Feb. 24, 2014
Is the female protagonist of my crime novel a slut? Did I err by creating for her a messy personal life? I took these questions to a group of fellow writers this week in the wake of some puzzling comments by a book reviewer.
Some background and disclosure: My novel, Saving Texas, like many others released by small publishers, didn’t get an advance review. Its debut captured a gratifying spurt of publicity, but not the full review often posted on distributors’ sites to spur interest. So I commissioned one through a company that provides those services. The reviews are billed as candid and unbiased and if writers don’t like them, they can choose not to post them.
I was pleased with the result, except for some discombobulating comments by the male reviewer about my newspaper reporter-sleuth heroine, Annie Price.

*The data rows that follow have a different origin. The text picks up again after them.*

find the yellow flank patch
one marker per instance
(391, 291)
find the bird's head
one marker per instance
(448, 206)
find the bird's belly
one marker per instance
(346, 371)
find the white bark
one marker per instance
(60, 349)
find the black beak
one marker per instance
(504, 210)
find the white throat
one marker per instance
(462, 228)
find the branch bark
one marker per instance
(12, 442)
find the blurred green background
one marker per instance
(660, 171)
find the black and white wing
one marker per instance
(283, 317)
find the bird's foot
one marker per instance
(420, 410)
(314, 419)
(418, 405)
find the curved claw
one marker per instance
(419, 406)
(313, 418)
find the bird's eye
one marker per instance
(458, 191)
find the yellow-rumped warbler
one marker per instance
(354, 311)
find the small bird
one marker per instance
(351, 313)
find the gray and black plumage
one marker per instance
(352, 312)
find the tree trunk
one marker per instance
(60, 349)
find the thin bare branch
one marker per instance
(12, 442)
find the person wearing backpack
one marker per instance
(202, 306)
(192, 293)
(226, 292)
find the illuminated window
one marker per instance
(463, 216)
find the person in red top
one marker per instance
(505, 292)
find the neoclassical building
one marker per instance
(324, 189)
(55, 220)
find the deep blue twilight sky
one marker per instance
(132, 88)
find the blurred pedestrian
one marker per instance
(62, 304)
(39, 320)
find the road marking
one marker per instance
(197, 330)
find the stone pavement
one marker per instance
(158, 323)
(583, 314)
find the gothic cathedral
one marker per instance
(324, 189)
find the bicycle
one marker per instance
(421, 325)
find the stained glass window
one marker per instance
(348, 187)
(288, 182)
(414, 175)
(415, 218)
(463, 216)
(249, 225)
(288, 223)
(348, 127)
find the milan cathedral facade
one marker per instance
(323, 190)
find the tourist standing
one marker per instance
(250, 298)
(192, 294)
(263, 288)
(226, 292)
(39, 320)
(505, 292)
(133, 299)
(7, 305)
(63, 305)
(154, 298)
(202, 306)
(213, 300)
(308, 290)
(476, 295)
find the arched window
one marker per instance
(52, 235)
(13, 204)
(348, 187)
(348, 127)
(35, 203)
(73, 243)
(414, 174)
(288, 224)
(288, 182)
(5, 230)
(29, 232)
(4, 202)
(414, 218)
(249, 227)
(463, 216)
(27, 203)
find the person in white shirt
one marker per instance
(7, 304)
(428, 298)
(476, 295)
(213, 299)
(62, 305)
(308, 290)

The review says, “While Price evolves into a stronger, more intelligent woman, her initial portrayal as a good reporter who’s a hard-drinking, bed-hopping good girl at heart is dissatisfying. Price seems too smart and sophisticated to be careless and stupid about her personal life.”
That seemed simplistic and unfair. Annie, who’s thirty-six, is a problem drinker who sleeps with someone improbable after a traumatic loss. Her drunken one-night stand reverberates through the book and provides a major plot twist. The only other person she sleeps with in the novel is a state senator who’s separated from his wife. She believes that she loves him. She’s attracted to another leading character, but ends the relationship instead of consummating it.
Bed-hopping? Hardly. And hard-drinking doesn’t satisfactorily describe her drinking behavior. Hard-drinking evokes images of men who belly up to the bar most nights for convivial rounds with their buddies. Annie’s drinking isn’t a fun pastime or sport – it’s mostly solitary and veers close to alcoholism.
The reviewer also criticizes her relationship with the state senator, “a man she seems attracted to solely because of his looks and superficial personality traits.”
Well! Is it wrong or unbelievable that a woman would choose a man for his looks and “superficial personality traits?” Sounds like the kind of thing that men have been doing with impunity for years. People choose their romantic partners for a variety of reasons and women probably make as many mistakes in the realm of love and attraction as men. Aren’t we as writers supposed to create characters who are flawed but human? If our characters didn’t make bad decisions and find themselves in trouble because of them, it wouldn’t be a very interesting novel and our characters would be considered as flimsy as cardboard.
My friends, mostly women writers, agreed with my viewpoint. They liked Annie’s complexity and humanity. And they had a word for those comments from the reviewer – sexist.